Let $A=A_n$ be the algebra of upper triangular matrices over a field $K$ with $n$ simple modules. It is a nice result that there are $C_{n+1}=1,2,5,14,...$ (Catalan numbers for $n \geq 1$) tilting $A_n$-modules, where a tilting module $T$ is a module with $n$ indecomposable summands (we assume all modules are basic) and projective dimension 1 and $Ext^{1}(T,T)=0$. Let $J$ be the Jacobson radical of $A_n$ and $B_{n,l}:=A_n /J^l$ for some $n-1 \geq l \geq 2$.

Computer experiments with small n and l suggest the following generalisation:

The number of tilting $B_{n,l}$ modules equals $C_l$.

Is this true? If yes, there should be a simple reason, which I do not see at the moment.

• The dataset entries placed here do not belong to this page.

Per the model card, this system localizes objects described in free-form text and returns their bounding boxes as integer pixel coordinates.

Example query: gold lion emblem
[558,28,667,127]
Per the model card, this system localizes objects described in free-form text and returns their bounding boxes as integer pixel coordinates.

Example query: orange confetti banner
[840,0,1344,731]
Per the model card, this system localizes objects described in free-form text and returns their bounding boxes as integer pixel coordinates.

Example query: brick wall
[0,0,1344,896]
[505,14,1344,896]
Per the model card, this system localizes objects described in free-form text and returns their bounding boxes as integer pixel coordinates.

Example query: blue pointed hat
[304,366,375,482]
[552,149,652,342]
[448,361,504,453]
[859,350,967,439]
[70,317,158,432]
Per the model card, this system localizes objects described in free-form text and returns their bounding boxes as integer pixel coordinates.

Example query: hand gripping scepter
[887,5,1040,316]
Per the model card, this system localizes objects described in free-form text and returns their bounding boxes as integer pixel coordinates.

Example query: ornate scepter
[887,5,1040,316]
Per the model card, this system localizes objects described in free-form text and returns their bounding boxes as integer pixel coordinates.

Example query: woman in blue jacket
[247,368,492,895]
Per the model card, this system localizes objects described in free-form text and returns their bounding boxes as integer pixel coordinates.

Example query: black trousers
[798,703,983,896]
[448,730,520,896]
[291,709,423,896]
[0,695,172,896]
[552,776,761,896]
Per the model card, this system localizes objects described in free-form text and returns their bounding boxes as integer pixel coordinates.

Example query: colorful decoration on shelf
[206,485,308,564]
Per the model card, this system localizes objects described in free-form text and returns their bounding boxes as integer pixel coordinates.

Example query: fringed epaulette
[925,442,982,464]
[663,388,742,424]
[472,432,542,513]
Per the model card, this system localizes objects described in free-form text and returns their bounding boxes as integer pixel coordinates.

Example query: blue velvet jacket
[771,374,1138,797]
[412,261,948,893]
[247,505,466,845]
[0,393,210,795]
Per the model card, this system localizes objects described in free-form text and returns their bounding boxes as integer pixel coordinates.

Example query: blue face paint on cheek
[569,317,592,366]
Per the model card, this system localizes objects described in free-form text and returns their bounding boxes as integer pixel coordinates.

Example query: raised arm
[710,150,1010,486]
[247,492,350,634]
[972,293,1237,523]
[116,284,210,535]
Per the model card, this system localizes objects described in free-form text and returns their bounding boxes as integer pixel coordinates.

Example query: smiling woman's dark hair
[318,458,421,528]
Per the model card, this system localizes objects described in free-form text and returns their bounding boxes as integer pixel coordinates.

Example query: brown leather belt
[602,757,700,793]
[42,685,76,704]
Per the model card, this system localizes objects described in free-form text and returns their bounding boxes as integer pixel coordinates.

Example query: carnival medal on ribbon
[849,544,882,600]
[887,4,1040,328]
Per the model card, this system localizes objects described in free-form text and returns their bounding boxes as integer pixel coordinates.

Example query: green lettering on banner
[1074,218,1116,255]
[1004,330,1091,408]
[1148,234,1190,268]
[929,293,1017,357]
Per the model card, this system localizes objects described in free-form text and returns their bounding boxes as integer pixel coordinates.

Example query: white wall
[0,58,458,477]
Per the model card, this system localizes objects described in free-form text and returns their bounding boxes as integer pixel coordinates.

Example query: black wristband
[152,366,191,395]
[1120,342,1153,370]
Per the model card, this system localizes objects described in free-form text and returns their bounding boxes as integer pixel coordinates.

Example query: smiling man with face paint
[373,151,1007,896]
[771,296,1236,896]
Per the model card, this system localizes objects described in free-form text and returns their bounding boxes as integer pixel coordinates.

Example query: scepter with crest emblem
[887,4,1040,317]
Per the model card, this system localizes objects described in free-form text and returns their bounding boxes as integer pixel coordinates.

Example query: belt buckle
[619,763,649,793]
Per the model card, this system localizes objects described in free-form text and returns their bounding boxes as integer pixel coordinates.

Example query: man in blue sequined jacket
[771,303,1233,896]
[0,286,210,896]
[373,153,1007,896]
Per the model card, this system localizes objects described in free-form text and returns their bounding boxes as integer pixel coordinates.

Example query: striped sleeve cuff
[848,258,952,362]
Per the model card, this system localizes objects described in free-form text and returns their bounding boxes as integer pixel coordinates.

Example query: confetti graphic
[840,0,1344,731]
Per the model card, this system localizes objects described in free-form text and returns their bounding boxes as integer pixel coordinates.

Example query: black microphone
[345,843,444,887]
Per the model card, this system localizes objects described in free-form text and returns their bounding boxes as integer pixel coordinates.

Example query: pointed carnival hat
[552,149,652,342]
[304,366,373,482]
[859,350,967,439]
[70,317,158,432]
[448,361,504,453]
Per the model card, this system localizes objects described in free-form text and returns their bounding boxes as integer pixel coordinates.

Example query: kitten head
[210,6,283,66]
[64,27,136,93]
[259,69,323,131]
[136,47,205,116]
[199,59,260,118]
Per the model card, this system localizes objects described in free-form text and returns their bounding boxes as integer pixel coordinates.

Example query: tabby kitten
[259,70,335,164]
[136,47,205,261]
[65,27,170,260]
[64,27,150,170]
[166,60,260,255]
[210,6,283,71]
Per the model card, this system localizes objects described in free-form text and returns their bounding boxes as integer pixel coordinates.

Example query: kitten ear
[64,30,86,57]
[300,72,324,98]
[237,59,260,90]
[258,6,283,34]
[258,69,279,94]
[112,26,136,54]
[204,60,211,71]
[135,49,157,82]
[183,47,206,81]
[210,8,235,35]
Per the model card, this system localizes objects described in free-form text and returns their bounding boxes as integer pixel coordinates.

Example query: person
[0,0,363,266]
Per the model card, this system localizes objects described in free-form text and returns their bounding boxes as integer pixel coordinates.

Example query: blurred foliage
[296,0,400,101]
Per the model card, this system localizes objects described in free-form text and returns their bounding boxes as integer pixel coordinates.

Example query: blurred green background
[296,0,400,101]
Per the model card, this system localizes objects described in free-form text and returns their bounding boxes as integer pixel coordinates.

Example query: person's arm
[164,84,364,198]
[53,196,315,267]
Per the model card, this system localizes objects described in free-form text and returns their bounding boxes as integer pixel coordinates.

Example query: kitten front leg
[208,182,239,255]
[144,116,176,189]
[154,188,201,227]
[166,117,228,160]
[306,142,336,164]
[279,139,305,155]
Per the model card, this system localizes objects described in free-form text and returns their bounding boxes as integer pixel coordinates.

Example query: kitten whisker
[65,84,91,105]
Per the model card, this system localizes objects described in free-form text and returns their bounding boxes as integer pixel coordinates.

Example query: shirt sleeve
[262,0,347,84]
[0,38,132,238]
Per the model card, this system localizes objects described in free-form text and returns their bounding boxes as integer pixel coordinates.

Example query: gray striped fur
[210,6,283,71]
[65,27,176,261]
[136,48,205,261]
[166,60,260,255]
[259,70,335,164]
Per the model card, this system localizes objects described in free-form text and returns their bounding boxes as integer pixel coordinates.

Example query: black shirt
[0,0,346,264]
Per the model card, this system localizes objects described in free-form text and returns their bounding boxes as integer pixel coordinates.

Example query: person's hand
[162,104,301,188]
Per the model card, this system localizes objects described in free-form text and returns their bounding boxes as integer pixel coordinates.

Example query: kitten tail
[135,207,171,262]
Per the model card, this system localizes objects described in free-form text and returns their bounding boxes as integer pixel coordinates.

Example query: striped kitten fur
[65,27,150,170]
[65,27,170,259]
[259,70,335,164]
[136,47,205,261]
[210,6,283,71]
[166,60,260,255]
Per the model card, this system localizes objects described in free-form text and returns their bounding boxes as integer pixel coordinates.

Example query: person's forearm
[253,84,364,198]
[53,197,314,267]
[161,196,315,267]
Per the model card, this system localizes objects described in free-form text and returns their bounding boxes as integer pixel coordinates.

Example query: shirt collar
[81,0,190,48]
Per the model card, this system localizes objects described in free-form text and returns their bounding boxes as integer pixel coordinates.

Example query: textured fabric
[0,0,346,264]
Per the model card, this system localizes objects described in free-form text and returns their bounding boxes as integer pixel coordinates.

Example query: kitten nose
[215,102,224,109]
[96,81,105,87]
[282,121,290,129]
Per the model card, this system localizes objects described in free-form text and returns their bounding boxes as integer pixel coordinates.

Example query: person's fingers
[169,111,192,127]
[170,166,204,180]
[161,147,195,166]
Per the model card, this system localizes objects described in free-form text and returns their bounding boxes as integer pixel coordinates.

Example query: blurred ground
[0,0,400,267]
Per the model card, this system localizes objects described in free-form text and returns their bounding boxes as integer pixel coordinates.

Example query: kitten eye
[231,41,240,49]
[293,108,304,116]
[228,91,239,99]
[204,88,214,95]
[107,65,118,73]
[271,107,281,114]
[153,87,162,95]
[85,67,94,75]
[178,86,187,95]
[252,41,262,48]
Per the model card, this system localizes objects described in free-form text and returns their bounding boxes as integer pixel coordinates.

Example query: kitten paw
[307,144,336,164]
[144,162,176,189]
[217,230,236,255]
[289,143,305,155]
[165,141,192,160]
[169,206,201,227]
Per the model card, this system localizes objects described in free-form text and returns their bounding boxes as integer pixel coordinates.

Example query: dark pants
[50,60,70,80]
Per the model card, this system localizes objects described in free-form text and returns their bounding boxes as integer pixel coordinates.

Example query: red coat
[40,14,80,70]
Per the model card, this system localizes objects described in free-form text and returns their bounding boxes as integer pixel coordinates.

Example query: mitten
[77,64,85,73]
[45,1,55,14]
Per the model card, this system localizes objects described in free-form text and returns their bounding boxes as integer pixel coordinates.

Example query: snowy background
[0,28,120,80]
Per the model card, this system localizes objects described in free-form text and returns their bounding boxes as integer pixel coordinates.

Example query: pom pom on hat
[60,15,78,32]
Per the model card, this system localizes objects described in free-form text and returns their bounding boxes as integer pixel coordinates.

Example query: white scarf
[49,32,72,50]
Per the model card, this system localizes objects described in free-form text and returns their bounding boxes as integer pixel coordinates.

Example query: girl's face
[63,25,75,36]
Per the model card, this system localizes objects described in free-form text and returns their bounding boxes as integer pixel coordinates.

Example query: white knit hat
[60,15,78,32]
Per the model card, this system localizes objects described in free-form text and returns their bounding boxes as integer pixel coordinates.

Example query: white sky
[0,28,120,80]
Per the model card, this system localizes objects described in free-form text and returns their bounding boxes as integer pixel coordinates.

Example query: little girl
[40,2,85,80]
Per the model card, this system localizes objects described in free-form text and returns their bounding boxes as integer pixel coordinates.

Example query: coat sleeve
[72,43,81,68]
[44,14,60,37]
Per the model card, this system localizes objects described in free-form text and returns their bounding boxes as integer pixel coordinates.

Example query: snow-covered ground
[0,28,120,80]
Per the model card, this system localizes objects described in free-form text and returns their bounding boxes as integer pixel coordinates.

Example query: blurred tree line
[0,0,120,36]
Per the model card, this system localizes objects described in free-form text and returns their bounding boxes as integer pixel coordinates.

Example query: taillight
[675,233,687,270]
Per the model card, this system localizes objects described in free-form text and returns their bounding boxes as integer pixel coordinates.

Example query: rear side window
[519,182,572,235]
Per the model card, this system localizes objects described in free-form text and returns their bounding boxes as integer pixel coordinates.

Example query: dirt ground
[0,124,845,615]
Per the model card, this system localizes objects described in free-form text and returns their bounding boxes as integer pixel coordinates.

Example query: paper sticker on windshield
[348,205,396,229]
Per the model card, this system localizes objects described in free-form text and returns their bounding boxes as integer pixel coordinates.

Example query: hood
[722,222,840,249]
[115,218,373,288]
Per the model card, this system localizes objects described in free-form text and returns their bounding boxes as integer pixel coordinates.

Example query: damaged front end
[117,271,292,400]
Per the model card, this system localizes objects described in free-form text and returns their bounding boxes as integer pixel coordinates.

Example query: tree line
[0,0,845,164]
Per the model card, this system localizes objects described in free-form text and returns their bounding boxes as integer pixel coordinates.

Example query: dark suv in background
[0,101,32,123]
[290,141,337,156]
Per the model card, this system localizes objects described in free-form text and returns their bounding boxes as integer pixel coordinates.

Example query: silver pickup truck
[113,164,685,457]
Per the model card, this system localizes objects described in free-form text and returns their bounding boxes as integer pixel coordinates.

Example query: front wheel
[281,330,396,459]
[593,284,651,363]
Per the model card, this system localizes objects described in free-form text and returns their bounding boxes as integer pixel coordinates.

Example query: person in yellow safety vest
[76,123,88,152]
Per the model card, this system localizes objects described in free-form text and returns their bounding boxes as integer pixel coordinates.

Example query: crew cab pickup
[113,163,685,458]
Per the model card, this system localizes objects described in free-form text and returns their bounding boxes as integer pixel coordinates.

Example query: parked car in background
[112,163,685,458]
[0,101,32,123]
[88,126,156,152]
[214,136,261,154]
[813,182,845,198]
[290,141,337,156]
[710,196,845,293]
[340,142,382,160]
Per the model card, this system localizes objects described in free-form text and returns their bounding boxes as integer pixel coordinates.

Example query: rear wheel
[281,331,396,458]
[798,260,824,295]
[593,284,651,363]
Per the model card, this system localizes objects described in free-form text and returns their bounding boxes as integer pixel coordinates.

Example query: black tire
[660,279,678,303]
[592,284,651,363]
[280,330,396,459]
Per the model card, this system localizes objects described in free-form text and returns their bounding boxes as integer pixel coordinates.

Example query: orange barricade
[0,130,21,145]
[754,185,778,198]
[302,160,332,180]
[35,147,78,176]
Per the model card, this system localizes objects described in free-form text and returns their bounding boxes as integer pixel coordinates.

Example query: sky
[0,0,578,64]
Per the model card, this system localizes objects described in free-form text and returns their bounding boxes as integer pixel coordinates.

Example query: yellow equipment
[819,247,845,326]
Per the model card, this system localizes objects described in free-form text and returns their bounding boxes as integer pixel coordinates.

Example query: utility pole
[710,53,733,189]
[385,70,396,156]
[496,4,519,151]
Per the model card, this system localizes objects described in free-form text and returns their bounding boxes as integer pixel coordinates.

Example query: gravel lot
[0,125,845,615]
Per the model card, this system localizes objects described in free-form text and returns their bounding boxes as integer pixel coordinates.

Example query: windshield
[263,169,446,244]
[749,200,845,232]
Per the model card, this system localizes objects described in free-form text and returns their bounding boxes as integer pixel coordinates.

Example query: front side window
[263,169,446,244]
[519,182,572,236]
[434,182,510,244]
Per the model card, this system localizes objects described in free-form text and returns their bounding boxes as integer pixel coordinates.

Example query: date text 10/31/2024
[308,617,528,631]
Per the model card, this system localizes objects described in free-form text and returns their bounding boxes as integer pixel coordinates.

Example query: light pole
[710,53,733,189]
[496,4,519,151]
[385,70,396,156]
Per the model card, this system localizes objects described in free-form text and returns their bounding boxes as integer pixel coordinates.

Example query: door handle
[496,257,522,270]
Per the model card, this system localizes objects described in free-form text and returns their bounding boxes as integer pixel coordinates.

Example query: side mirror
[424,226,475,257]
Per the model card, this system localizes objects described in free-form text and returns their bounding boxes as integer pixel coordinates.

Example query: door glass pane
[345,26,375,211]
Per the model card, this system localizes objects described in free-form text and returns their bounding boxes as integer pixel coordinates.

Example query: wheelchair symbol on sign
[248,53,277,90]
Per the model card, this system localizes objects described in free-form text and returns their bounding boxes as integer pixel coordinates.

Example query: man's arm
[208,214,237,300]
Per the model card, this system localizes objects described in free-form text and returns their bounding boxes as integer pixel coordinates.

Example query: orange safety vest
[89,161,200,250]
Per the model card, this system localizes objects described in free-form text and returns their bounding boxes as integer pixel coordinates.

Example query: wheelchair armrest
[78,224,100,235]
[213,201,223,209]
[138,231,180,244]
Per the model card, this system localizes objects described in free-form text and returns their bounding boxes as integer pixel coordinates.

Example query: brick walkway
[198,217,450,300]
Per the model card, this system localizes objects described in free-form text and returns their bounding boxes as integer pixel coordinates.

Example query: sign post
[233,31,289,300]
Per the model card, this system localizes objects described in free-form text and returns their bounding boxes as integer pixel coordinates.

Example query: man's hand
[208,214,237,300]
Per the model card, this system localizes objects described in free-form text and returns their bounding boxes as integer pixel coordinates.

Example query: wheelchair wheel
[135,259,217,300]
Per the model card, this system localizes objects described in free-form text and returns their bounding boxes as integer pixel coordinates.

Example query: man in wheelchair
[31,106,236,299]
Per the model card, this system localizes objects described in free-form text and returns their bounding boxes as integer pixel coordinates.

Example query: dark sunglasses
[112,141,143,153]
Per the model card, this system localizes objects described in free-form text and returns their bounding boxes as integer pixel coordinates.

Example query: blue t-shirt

If no, what is the correct number of $B_{n,l}-$tilting modules?

My guess goes as follows: Let $e$ be the idempotent of $B=B_{n,l}$ such that $eB$ is minimal faithful projective-injective. Then $eB$ is a summand of any $B$-tilting module. Thus any tilting module is of the form $T=eB \oplus X$ and $X$ corresponds to a tilting-module of $B/BeB$ (why?) which can be identified with $A_{l-1}$. Thus there are as many tilting $B$-modules as $A_{l-1}$ tilting modules which is $C_l$.